L'article 4 introduit les dispositions de coordination nécessaires aux articles 2451 à 2453 et 2457 du code civil.
Le chapitre II, composé de l'article 5, introduit les dispositions de coordination que le transfert de responsabilité rend nécessaire dans les textes non codifiés.
Le titre II contient les dispositions relatives à la « contribution de sécurité immobilière ».
Son chapitre Ier modifie le code général des impôts.
Conformément à l'habilitation du législateur, l'article 6 du projet institue la taxe, dénommée contribution de sécurité immobilière, qui se substitue au « salaire du conservateur » et dont le principe est posé par la nouvelle rédaction de l'article 878 du code général des impôts. Il modifie également les articles 879 à 881 du même code.
L'article 7 insère les articles 881 A à 881 N qui fixent le tarif dû à raison de l'ensemble des formalités civiles requises : publication d'actes, inscriptions de sûretés, mentions en marge, délivrance de copies de documents et d'extraits du fichier immobilier.
Il est observé que :
― l'Etat est exonéré de la contribution pour les formalités de publicité foncière qu'il requiert à son profit dès lors que la recette budgétaire est affectée au budget général ;
― la contribution est due à raison des formalités intéressant les immeubles situés dans le ressort territorial des services de la publicité foncière : France métropolitaine (à l'exclusion de ceux situés dans les départements d'Alsace et de la Moselle relevant des dispositions de la loi du 1er juin 1924 relative au livre foncier), Corse, départements d'outre-mer, mais aussi Saint-Barthélemy, Saint-Martin et Saint-Pierre-et-Miquelon.
L'article 8 contient les dispositions de coordination liées à la substitution de la contribution de sécurité immobilière au salaire du conservateur dans le code général des impôts.
Le chapitre II, composé de l'article 9, contient les dispositions de coordination liées à la substitution de la contribution de sécurité immobilière au salaire du conservateur dans les autres codes.
Le chapitre III, composé de l'article 10, contient les dispositions de coordination liées à la substitution de la contribution de sécurité immobilière au salaire du conservateur dans les textes non codifiés.
Le titre III contient les dispositions de coordination rendues nécessaires par le transfert à l'Etat des missions de publicité foncière pour lesquelles il engage sa responsabilité civile.
A cette fin, le chapitre Ier porte les modifications des dispositions du code civil.
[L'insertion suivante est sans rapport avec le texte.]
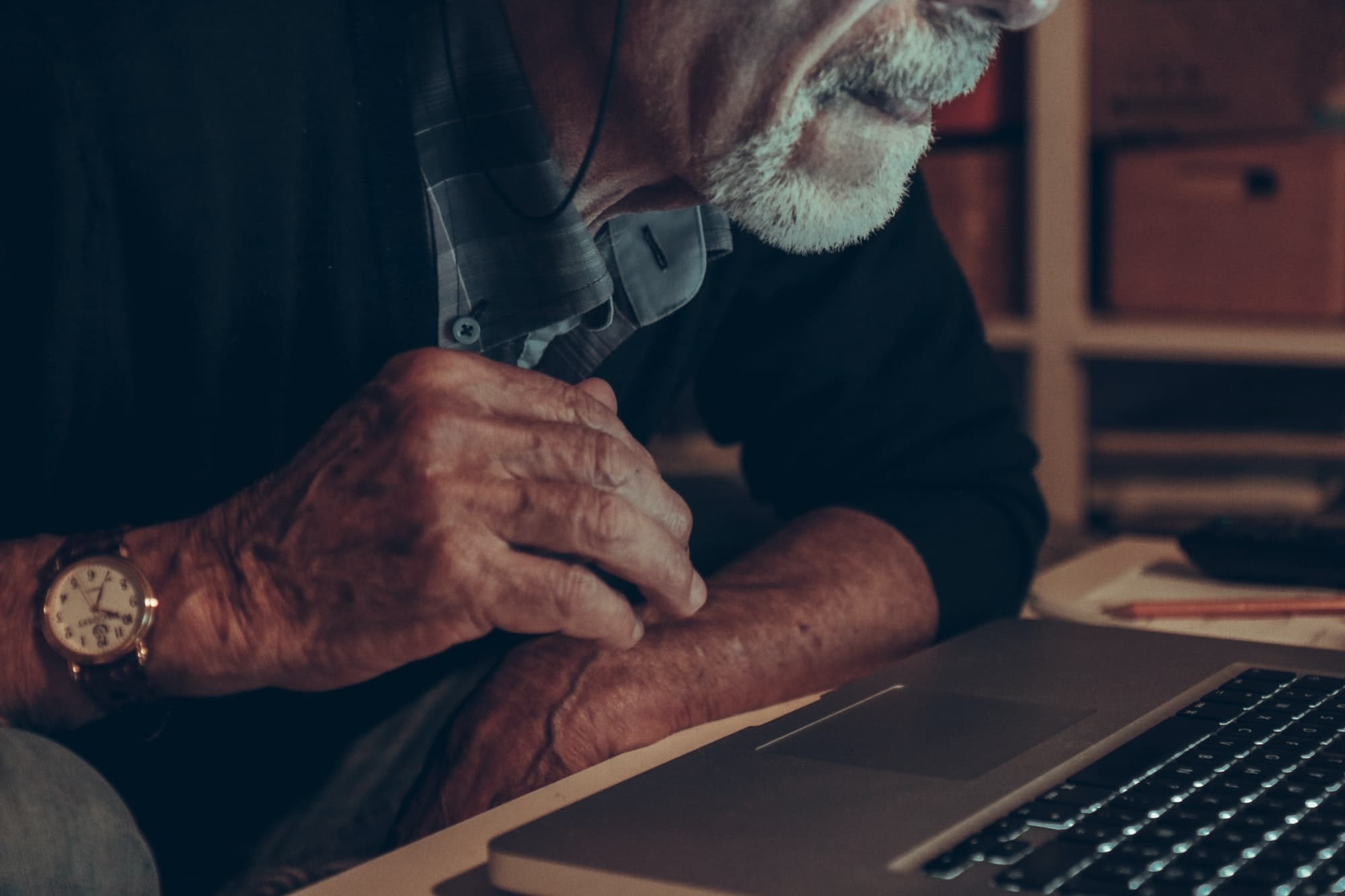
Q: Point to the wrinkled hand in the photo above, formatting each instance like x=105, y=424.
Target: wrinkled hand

L'article 11 contient les dispositions de coordination des articles contenus dans les livres Ier, III et IV du code civil.
L'article 12 modifie les dispositions du livre V relatives à Mayotte.
En application des dispositions de l'ordonnance n° 2005-870 du 28 juillet 2005 portant adaptation de diverses dispositions relatives à la propriété immobilière à Mayotte et modifiant le livre IV du code civil, et du décret n° 2008-1086 du 23 octobre 2008 pris pour son application, le conservateur de la propriété immobilière de Mayotte est chargé :
― des suites à donner aux requêtes en immatriculation des immeubles et de la formalité de celles-ci au livre foncier ;
― de l'inscription des droits réels immobiliers sur le livre foncier ;
― de la conservation des actes et plans relatifs aux immeubles immatriculés et de la communication au public des renseignements s'y rapportant ;
― de l'élaboration des documents relatifs au régime de la propriété immobilière.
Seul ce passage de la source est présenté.